Level 4 factory: We have visited only three factories that completely fall in Level 4, and one which satisfies our criteria for Level 4 along 3 or 4 out of 5 dimensions. In these operations, it is impossible for the product not to go in the right place. The placement of equipment has gone through multiple rounds of optimization. You don’t see any inventory that isn’t being conveyed or worked on. The workers look like the interior of a swiss watch or like a military marching band. They will be operating with a rhythmic motion. There is no more lighting or cleanliness than is strictly necessary. There is a professionally led improvement program that is fully driven by worker input. Obviously, we were intrigued when we saw such operations and tried to learn more from plant leadership and workers. Across all three of these factories, we learnt that it took them decades of discipline, continuous improvement, transfer of knowledge from their sister factories and training in lean manufacturing to get where they are today!
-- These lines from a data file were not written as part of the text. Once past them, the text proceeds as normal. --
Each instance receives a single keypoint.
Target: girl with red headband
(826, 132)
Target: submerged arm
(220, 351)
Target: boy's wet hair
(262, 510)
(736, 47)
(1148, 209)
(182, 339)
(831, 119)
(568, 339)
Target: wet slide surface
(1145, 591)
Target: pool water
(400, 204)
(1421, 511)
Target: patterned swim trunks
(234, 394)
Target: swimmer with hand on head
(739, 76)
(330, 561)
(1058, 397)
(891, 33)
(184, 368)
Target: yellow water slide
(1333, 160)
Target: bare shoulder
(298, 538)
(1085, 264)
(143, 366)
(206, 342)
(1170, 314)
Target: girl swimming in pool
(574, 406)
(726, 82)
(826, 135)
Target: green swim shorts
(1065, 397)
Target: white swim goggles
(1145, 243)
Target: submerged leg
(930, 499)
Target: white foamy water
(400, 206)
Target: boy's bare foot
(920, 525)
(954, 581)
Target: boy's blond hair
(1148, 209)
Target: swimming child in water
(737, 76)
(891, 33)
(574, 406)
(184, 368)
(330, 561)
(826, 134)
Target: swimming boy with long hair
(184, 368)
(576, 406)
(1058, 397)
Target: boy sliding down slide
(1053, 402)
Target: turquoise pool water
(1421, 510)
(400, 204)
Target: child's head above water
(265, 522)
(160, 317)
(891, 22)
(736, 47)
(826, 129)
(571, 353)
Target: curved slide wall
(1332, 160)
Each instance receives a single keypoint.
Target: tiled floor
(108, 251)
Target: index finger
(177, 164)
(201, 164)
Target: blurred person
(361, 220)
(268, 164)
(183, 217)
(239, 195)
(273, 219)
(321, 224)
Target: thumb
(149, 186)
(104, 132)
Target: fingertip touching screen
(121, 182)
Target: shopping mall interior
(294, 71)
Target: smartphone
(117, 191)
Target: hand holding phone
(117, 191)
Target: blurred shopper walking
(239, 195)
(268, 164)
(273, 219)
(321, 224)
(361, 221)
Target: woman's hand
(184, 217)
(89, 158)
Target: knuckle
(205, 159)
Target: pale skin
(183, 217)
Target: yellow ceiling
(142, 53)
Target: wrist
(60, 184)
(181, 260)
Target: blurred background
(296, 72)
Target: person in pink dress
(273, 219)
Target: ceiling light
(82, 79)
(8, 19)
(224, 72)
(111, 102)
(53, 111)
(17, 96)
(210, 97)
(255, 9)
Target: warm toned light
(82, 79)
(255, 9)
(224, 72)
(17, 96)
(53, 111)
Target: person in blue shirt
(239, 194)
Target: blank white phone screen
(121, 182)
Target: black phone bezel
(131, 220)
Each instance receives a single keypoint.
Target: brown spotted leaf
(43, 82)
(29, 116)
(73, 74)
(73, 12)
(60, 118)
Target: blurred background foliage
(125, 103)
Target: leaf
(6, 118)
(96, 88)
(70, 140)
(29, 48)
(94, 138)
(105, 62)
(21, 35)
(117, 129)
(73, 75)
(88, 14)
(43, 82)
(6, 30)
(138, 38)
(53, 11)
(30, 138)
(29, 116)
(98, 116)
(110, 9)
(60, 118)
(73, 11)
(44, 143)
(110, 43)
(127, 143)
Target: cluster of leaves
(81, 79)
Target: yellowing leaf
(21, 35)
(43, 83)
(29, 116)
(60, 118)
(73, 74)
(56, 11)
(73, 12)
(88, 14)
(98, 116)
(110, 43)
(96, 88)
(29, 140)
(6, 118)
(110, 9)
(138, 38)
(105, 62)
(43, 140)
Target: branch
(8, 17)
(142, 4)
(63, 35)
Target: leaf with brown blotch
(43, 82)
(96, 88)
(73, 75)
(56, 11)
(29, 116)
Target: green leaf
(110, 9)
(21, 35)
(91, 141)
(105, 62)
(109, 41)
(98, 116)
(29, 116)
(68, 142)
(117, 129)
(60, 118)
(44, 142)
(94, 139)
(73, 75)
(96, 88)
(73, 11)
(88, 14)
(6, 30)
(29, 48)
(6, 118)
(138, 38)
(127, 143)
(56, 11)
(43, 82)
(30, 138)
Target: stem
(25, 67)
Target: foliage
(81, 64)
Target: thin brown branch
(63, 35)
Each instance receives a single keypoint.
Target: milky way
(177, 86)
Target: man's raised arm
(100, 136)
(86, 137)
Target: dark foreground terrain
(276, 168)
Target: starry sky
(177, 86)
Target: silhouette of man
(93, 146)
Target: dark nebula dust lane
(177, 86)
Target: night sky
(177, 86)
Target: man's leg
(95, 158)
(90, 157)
Relation with the Lean Manufacturing House

If you have read this far, you must be seeing parallels to the Lean Manufacturing House, which is a more comprehensive analysis and improvement framework. Our objective here was to assess a factory floor within seconds and minutes, whereas workshopping growth along the lean manufacturing house is an activity that requires days and weeks.

Here we want to briefly point out some of these parallels. Our “level 1 factory” roughly corresponds to just the foundation of the lean manufacturing house. When applied to a production system, this refers to team stability, standardized work methods, continuously monitored strategy, etc. A Level 2 factory corresponds to the base of the lean manufacturing house, where Kaizen and reduction of MUDA are high priorities. The third level roughly indicates the two pillars of the house namely, JIT and JIDOKA, and so on.

Several Level 4 factories are in danger of slipping down this hierarchy.

Who do we work with?

So why do we assess factories along these dimensions? We find that the ideal customer for our RetroActivity platform lies between Level 2 and 3. Our objective is to accelerate their journey towards a Level 4 factory. In the lean manufacturing house, you will notice that our solutions correspond to the pillars of JIT and JIDOKA. At the same time, we find that in several verticals such as automotive, several Level 4 factories are in danger of slipping down this hierarchy. This is because changes in customer demands are forcing these factories to change processes and introduce new ones at an unprecedented pace. We are deploying with at least one such factory and hope to continue growing our Level 4 customer base.

We don’t work with Level 0 and 1 factories. We find that such factories are able to capture the largest gains from non-technological initiatives, such as better lean manufacturing education.